Adding Custom Trace IDs
Pass a trace header through the gateway:
response = client.chat.completions.create(
model="gpt-4o",
messages=[{"role": "user", "content": "Hello"}],
extra_headers={"X-Request-ID": "my-trace-id-123"},
)
# Find the event by your custom trace ID
kt events tail --filter "request_id=my-trace-id-123"
Latency Analysis
Histogram of Recent Latencies
kt events tail --limit 100 --output json | \
jq -r '.[].latency_ms' | \
awk '{
if ($1 < 500) bucket="<500ms"
else if ($1 < 1000) bucket="500ms-1s"
else if ($1 < 2000) bucket="1s-2s"
else bucket=">2s"
print bucket
}' | sort | uniq -c | sort -rn
P95 Latency
kt events tail --limit 100 --output json | \
jq -r '.[].latency_ms' | sort -n | \
awk 'NR==int(NR*0.95) {print "P95:", $1, "ms"}'
Best Practices
| Practice | Why |
|---|---|
Use kt events tail during development | Real-time feedback on policy behavior |
| Filter by token name in production | Isolate traffic from specific applications |
| Compare gateway vs. upstream latency | Distinguish policy overhead from provider slowness |
Add X-Request-ID headers | Enables end-to-end trace correlation |
| Check events after config changes | Verify new policies are evaluated correctly |
| Export events for offline analysis | --output json pipes into jq, pandas, etc. |
Next steps
- Testing AI-Integrated Code — use events to verify test assertions
- Managing API Keys & Gateway Keys — debug token-related 401 errors
- Routing Across Multiple AI Models — debug model routing decisions
For AI systems
- Canonical terms: decision event,
kt events tail, filtering,latency_ms,upstream_latency_ms,token_name,policies_evaluated,X-Request-ID, event stream. - CLI commands:
kt events tail(real-time),kt events tail --decision blocked(filter),kt events tail --token dev-key(by key),kt events tail --output json(machine-readable). - Key event fields:
decision(allowed/blocked/escalated/modified),policies_evaluated,latency_ms,upstream_latency_ms,token_name,status_code. - Best next pages: Testing AI Code, API Key Management, Multi-Model Routing.
For engineers
- Use
kt events tailduring development for real-time feedback on policy behavior. - Filter by
--decision blockedto isolate policy violations; filter by--tokento trace specific application traffic. - Compare
latency_msvsupstream_latency_msto distinguish gateway policy overhead from provider slowness. - Add
X-Request-IDheaders in your application to enable end-to-end trace correlation with decision events. - Use
--output json | jqfor programmatic analysis and P95 latency calculations. - Check events immediately after config changes to verify new policies are being evaluated correctly.
For leaders
- Decision events provide complete observability without requiring application-level instrumentation.

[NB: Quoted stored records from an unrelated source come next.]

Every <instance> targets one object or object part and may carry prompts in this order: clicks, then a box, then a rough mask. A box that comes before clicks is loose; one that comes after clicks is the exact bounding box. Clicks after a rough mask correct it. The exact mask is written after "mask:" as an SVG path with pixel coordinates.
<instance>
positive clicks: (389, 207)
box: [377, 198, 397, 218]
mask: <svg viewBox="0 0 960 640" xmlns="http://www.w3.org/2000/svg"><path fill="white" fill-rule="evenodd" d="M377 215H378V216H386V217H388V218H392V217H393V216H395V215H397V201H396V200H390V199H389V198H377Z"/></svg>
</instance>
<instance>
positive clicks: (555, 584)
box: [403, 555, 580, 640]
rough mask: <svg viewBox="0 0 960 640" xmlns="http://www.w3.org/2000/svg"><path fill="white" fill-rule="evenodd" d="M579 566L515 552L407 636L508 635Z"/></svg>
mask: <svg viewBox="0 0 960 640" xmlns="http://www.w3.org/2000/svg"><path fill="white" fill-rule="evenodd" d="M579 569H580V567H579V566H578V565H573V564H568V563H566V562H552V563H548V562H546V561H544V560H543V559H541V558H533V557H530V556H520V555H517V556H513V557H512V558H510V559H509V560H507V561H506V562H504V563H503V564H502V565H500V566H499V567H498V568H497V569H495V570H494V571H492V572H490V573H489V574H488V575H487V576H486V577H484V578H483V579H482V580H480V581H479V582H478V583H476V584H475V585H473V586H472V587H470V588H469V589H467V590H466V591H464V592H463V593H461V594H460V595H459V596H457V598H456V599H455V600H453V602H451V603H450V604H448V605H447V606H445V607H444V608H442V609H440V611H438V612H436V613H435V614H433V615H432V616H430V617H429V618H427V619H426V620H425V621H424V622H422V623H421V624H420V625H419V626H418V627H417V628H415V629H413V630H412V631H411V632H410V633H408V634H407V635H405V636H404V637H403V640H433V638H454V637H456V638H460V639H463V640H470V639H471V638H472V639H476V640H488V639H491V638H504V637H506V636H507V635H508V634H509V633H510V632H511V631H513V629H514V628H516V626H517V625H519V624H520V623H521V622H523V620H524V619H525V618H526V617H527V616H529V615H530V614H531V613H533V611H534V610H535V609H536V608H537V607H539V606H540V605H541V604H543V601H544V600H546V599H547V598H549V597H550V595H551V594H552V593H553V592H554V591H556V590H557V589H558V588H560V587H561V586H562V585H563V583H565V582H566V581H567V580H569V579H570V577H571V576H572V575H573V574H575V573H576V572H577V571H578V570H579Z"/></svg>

- Event-based debugging reduces mean time to resolution (MTTR) for AI-related production incidents.
- Latency decomposition (gateway vs. provider) identifies whether issues are governance overhead or provider problems.
- Event filtering by token name enables per-application traffic isolation for targeted troubleshooting.
- All debugging data is audit-trail quality — the same events used for debugging serve compliance reporting.